Era considerato come la nascita del sole, poiché a partire da tale data i giorni iniziano ad allungarsi e la potenza del sole ad aumentare.

In Siria e in Egitto il rito della Natività era celebrato in modo notevole: gli officianti si ritiravano in santuari interni da cui a mezzanotte uscivano gridando: «La Vergine ha partorito! La Luce cresce!».
Gli Egizi rappresentavano il neonato sole con l’immagine di un infante che mostravano ai suoi adoratori.

Mithra veniva dai suoi adoratori regolarmente identificato con il sole, la cui nascita aveva luogo il 25 dicembre.
I Vangeli non dicono nulla sul giorno della nascita di Cristo e anche la chiesa primitiva non la celebrava. Tuttavia, nel corso del tempo i cristiani d’Egitto cominciarono a considerare il 6 gennaio come data della natività del Salvatore. Usanza che si diffuse gradualmente.

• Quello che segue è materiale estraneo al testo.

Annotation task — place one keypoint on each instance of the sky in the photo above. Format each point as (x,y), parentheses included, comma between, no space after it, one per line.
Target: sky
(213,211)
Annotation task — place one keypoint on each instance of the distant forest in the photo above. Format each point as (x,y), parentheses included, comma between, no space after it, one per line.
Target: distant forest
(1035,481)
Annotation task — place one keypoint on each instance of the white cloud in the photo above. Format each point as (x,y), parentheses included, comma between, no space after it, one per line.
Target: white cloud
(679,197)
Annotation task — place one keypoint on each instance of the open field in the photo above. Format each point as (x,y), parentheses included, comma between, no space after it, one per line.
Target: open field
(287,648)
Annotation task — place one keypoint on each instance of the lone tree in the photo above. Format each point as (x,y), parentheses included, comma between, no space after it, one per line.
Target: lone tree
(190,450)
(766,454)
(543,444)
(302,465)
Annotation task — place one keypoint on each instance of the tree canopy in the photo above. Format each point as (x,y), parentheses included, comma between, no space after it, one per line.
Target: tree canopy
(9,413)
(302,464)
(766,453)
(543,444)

Tra la fine del III e l’inizio del IV secolo, la Chiesa d’Occidente, che mai riconobbe il 6 gennaio come il giorno della natività, adottò come vera data il 25 dicembre. Decisione che più tardi fu accettata anche dalla Chiesa d’Oriente (ad Antiochia, tale cambiamento, non fu introdotto prima dell’anno 375).
Dunque, la Chiesa cristiana decise di celebrare l’anniversario del suo fondatore il 25 dicembre, per celebrare Colui che era chiamato il Sole della Giustizia.

Che siate cristiani o pagani buon Sole della Giustizia su noi tutti!